"It was very touching to me," said Siegel, "especially in a city that doesn't lack for musical performances."
Friends of Keyboard Conversations was born that April night, when a group of admirers among those standing in line to buy Siegel's compact discs after the concert began to coalesce.
"The aura of depression was palpable," said Fredrica Mann, a local psychiatrist and the daughter of Fredric R. Mann, who built the Mann Center for the Performing Arts. "We were all strangers to one another and started talking and being friends with a common goal."

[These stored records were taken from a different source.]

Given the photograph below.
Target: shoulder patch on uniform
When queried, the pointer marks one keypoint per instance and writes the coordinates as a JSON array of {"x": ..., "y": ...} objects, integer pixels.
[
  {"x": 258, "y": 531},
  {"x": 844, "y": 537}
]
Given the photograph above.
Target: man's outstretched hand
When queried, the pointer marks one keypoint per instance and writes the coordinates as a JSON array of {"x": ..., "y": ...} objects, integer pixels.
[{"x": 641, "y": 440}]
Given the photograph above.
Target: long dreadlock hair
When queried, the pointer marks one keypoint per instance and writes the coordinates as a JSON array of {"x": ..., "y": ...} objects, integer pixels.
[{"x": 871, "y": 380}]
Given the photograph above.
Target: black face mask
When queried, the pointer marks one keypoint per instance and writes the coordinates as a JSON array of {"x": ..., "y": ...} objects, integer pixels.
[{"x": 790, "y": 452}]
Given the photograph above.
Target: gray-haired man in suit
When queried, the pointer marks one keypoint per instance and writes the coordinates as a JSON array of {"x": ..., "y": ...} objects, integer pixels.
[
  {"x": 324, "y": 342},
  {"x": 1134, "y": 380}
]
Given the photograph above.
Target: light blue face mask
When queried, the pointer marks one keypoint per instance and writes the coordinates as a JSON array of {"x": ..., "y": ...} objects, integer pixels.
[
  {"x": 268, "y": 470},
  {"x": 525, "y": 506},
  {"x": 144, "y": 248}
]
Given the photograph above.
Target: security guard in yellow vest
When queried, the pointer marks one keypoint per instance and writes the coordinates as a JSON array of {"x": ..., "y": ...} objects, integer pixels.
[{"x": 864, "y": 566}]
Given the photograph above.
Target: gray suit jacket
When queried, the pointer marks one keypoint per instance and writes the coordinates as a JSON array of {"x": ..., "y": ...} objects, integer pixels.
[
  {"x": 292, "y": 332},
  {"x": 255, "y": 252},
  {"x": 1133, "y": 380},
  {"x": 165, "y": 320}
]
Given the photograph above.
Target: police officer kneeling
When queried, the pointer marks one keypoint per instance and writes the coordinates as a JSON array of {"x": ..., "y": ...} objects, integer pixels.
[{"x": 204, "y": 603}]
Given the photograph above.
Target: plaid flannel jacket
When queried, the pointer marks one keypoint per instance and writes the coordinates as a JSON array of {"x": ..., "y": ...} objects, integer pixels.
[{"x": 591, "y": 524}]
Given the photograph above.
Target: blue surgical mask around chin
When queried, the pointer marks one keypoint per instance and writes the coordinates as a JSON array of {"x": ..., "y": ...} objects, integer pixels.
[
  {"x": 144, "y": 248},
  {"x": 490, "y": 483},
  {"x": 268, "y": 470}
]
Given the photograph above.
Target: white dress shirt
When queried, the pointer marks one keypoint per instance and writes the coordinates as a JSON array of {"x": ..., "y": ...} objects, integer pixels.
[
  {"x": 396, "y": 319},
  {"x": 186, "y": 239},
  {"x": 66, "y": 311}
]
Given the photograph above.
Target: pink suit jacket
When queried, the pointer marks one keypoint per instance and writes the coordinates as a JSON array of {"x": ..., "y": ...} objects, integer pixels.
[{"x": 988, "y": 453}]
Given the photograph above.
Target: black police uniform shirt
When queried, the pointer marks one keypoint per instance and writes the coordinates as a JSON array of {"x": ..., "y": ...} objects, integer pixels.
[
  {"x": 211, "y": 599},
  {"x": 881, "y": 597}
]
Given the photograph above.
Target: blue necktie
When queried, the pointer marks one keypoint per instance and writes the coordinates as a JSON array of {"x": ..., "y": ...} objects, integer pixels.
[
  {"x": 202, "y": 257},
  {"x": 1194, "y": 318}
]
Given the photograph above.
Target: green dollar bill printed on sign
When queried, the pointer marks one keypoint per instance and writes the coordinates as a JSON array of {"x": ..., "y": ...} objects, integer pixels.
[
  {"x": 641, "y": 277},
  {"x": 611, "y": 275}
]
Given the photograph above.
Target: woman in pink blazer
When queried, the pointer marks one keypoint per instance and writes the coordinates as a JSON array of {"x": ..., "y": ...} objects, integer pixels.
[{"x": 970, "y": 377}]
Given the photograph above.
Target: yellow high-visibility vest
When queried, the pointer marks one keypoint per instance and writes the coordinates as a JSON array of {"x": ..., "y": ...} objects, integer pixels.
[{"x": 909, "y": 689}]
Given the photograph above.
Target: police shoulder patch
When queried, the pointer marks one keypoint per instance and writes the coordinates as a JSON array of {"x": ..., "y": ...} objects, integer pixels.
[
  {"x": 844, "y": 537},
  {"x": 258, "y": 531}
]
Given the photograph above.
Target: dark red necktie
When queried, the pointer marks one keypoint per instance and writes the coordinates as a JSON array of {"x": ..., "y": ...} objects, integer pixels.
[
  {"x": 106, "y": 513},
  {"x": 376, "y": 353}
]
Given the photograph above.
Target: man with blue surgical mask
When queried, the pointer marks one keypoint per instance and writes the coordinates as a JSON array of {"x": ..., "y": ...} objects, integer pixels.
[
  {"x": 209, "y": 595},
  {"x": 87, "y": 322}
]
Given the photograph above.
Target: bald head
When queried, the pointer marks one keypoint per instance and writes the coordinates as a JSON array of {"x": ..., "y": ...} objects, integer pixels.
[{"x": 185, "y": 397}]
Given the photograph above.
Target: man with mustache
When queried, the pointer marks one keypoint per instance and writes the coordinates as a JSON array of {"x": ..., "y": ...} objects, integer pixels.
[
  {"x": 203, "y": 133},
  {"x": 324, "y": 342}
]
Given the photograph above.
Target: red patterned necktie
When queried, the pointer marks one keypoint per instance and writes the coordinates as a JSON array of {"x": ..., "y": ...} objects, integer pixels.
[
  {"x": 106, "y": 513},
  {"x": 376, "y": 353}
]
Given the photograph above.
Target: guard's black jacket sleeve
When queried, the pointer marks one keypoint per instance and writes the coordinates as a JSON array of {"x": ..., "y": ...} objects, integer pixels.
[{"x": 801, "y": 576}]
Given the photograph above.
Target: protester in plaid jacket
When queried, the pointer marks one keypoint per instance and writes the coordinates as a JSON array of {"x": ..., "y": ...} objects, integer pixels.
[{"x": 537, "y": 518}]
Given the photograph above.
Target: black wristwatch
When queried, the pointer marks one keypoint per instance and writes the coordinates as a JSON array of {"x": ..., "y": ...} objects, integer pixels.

So Mann held private fund-raising concerts with Siegel in her Main Line home and ultimately attracted about 70 donors. Though the entire $60,000 needed to produce the concerts has not been raised, the goal is within reach. Ewers offered the organization reduced rent at the Perelman Theater and administrative support.
The reason for this devotion to Keyboard Conversations - which Siegel currently performs in roughly 25 cities a year, from Utica, N.Y., to London - is a no-brainer for regulars. Says Mann, "Siegel concerts . . . make you feel like we're living in the time of the composer."
Another admirer is Philadelphia Orchestra violinist Herb Light, who says he has learned much he never knew from Siegel's talks. Ewers cites the classical-music comfort level the pianist establishes with audiences: People don't need to be shy about what they don't know.
Strangers to the programs could well wonder whether they're Classical Piano 101, possibly because of a PBS video version of a Keyboard Conversation in which Siegel had to keep his musical examples down to two minutes apiece. His CDs are a different matter, easily equaling Leonard Bernstein's Young People's Concerts in their ability to explain deep musical matters with elegant simplicity.
So it's a surprise to hear the 69-year-old Siegel say, "I'm not good with words, but I steal from people who are."
That can't be entirely true. At any given moment, he has eight to 10 programs ready to be go, all assembled from vigorous research that has turned the apartment he shares with his wife on New York's Upper West Side into a storage challenge.
"For every book that comes in, one has to go out," he says. "I love books. I have a friend who is getting everything on Kindle, but I'm an old-fashioned guy. And my books are seriously underlined."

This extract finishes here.